Study: Five-Star Football Recruits Worth $650K | Athletic Business

Study: Five-Star Football Recruits Worth $650K

A recent study from Ohio State has ventured to quantify the value of a star football recruit to the university’s athletic department. 

According to the study, which was conducted by Trevon Logan, a professor of economics, and Stephen Bergman, a former undergraduate student at Ohio State, a five-star football recruit is worth somewhere in the neighborhood of $650,000.

The study tracked recruiting rankings from Rivals and football revenue from FBS programs during a 10-year period (2002-12).

“We found a significant impact of getting a five-star recruit on the number of wins and likelihood of making a premier bowl game,” Logan told The Blade. “The schools have every good reason to want to be in the recruiting game. They ought to want these five-star players. They really do help them. It's the difference between making the playoffs and making a nice bowl game. If you want to be a big-time program, you do need to understand this recruiting game.”

The study found that four-star recruits generated about $350,000 for the university, and three-stars increased revenue by about $150,000. Two-star recruits were actually a detriment, as they actually reduced revenue by $13,000.

The study is slated to be published in the Journal of Sport Economics.

In terms of reaching a BCS game, five-star recruits increased the likelihood of that possibility by four percent.

“I don’t think you need our study to show that,” Logan said. “But what are we really talking about when we’re talking about value on a college campus — value to a team, value to a university, value to advertisers? Those are very different constituencies. We’re talking about value to an athletic department and its revenue. That's very different from the value to the university.”

The study is sure to bolster the arguments of those who favor allowing college athletes to profit from their name, image and likeness. However, David Ridpath, associate professor of sport management at Ohio University and a leading voice on reform in intercollegiate athletics, said he doesn’t believe such a situation would lead to the cutting of other sports.

“Even if we pay players, I've been adamant that I don't believe other sports need to be cut,” Ridpath said. “If you actually start to pay players that would just by economic forces start to bring coaches’ salaries down and you'd look at, do we need to build this new building and this lazy river in the locker room? I think it’s probably likely that athletic directors and presidents, if something like this ever were to happen, would cut sports. They don't even need to do it now during a pandemic, which really is economic dire straits.”

Ridpath thinks doomsday scenarios around paying athletes or allowing them to profit from their name, image and likeness, are overblown.

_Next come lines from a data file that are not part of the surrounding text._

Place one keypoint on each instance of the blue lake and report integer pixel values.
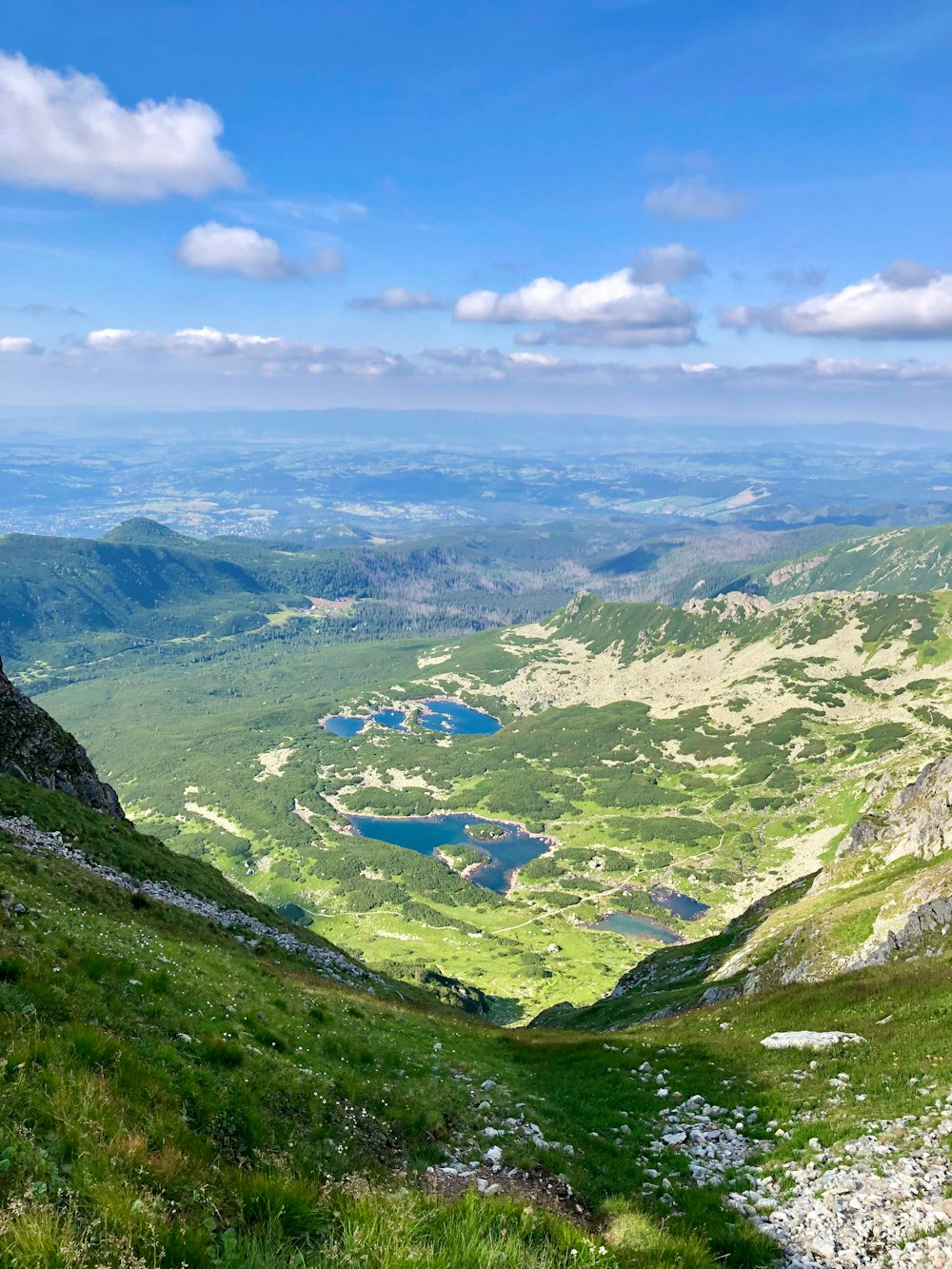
(343, 724)
(678, 905)
(426, 834)
(635, 926)
(456, 720)
(448, 717)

“I tell people this, you can’t jump the Grand Canyon with a bicycle and adding another hundred feet to isn’t going to change it,” Ridpath told The Blade. “What would actually destroy college sports or keep us from watching college sports? The answer I always give is nothing. We heard the same doom and gloom with the stipend. We heard the same doom and gloom about the Olympics because they didn't quote-unquote use amateurs anymore. We heard the same doom and gloom about Title IX. Title IX was supposed to destroy college athletics, and it hasn’t. While some people try and use it as an excuse, it's only because they want to continue spending money on football and men’s basketball. It’s all about loss of control.”